Merc Rule 8

Written by J. D. Wiley --- Art by J. D. Wiley

Merc Rule 8: Shitting your pants is the first sign of courage.

We’ve all heard the old adage, you can’t have courage until you’re afraid. Truth is, it’s really as simple as that.

But in the bloody business, being piss-down-your-leg, quivering-in-your-boots scared is just the tip o’ the iceberg. When killing is in the job description you’re bound to find yourself in hair-raising situations as often as not. And eventually, unless you quit before you make much of a name for yourself, you’ll wind up in an infamous brown trouser situation. If you smell what I’m saying. Until you’ve fought your way to the other side o’ one of ’em, well, you don’t know a damn thing about being afraid. Or courage.

I thought I knew about fear. That was before I went to Atlantica de Mer, out on the open water with the Deep Riggers. Those ol’ boys are crazier’n a sack of rabid foxes. They go out on ragtag skiffs to delve the Blue Miss.

Oh… the Blue Miss. There’s a reason she’s still single. That gulf is a mean bitch, swallowing ships whole and spitting men back up on the banks pale and bloated. Assuming they come back up at all. And that’s to say nothing of what horrors may be swimming ’round in her shadowy depths.

But those Deep Riggers, bless their hearts, they tie off to their skiffs and dive right in without so much as a breathing tube. Freedivers, the whole lot of ’em. Now, why would anyone wanna do something like that? ‘Cause as dark and cold as Blue Miss is, she harbors boundless treasures from the old world. Entire cities of relics just sleeping a few hundred feet beneath the surface. Green with rust and covered in seaweed. But according to the Deep Riggers, “Nothin’ a blowtorch and a lil elbow grease can’t solve.”

I still ain’t sure what possessed me to go out there with ’em. Wasn’t like they were paying me. Maybe it was just for shits n’ grins. Maybe I was drunk or did it on a dare. Might’ve been all three. Regardless, my land lubber arse went out on the choppy waters in the dead of night to go spotlighting with them boys.

I strapped on a headlamp, tied a rope to my trousers, and dove right in. I saw buildings down there, tall as any I’ve ever seen on the surface. And I saw something else too. A shadow moving in the deep. A shark, and a big’n. Lucky for me I saw it far enough off that I had time to tug my line. So them Deep Riggers could start hauling me back up to the boat. With them doing the work, I could keep an eye on that shark on the way up. I got out my knife and made ready for the worst. You know, just in case.

Only, the closer that big shark got, the further away I realized he was. Until the damn thing was so big in front of me I couldn’t see nothing else. I was tugging on the line harder and harder, but there’s only so fast you can haul a fella out o’ water. I must’ve been twenty feet from the surface when I saw three more lamps bust through the surface around me. Harpoons started firing. Gouts of blood whisked out from that beast every which way, and it turned from me at the last moment. Caught up in the proper spearing them other fellas were giving it.

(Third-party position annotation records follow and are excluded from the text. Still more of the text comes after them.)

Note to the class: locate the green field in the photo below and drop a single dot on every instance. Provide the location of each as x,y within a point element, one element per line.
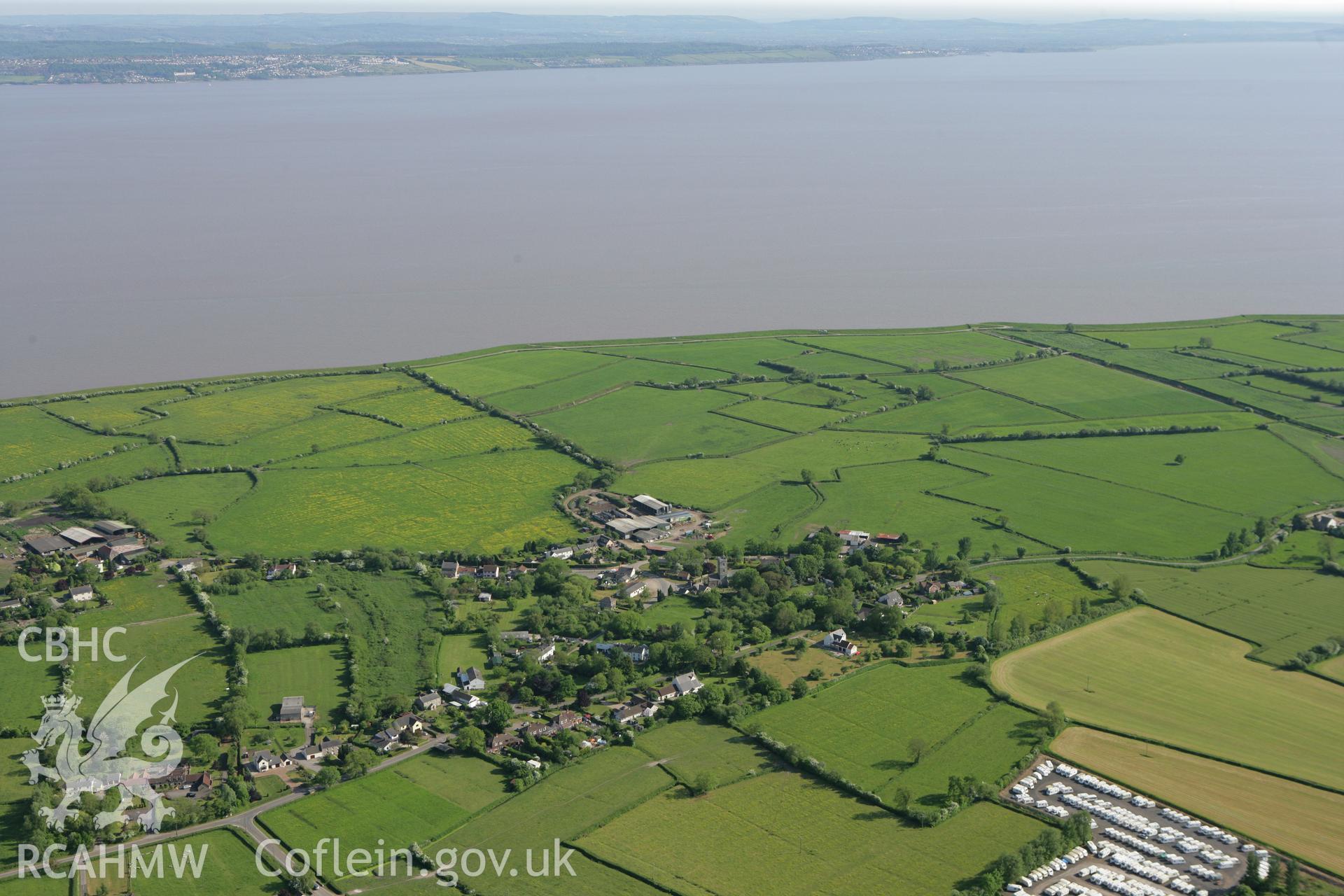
<point>862,726</point>
<point>315,673</point>
<point>960,412</point>
<point>168,507</point>
<point>1088,390</point>
<point>1284,612</point>
<point>229,867</point>
<point>1151,675</point>
<point>482,503</point>
<point>414,801</point>
<point>640,424</point>
<point>790,828</point>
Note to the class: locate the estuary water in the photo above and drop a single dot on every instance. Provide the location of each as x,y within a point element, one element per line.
<point>153,232</point>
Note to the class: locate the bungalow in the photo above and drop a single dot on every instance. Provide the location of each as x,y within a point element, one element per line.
<point>652,504</point>
<point>265,761</point>
<point>45,545</point>
<point>290,710</point>
<point>80,535</point>
<point>281,571</point>
<point>687,682</point>
<point>840,644</point>
<point>470,680</point>
<point>499,743</point>
<point>542,654</point>
<point>385,741</point>
<point>81,594</point>
<point>407,722</point>
<point>854,538</point>
<point>113,527</point>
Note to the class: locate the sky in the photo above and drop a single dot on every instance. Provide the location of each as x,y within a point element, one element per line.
<point>762,10</point>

I hauled my ass up on the skiff and found the captain laying the throttle to the floor. We were dragging the other tree fellas away from that mammoth creature as fast as that little skiff would take us. I picked up pole darts and harpoons and hurled ’em into the water. Don’t know how many I landed, or how long it went on. Just know I saw fins and teeth and blood, and I didn’t stop until all three left me the hell alone. 

It wasn’t until we’d made it back that I realized the foul smell on the boat was me. O’ course they all had a good laugh about it after. But in the moment, staring down that evil creature, I was too damn scared to even care.

Hell, that monster almost got one of them boys that dove in to my rescue. Got a hold of his leg and tore it clean off. We managed to haul him out, and he’s still hobbling around these days making jokes about it. He might’ve shit his pants too for all I know. Might be that everyone there that day did. And I ain’t ever seen a braver crew of men in my life.

O’ course, that don’t mean shitting your pants is a requisite to courage. It just means you don’t know a damn thing about real fear. Real fear. 

If you wanna find out what that means, take a ferry to Atlantica de Mer and flag down some Deep Riggers. They’ll sort you out.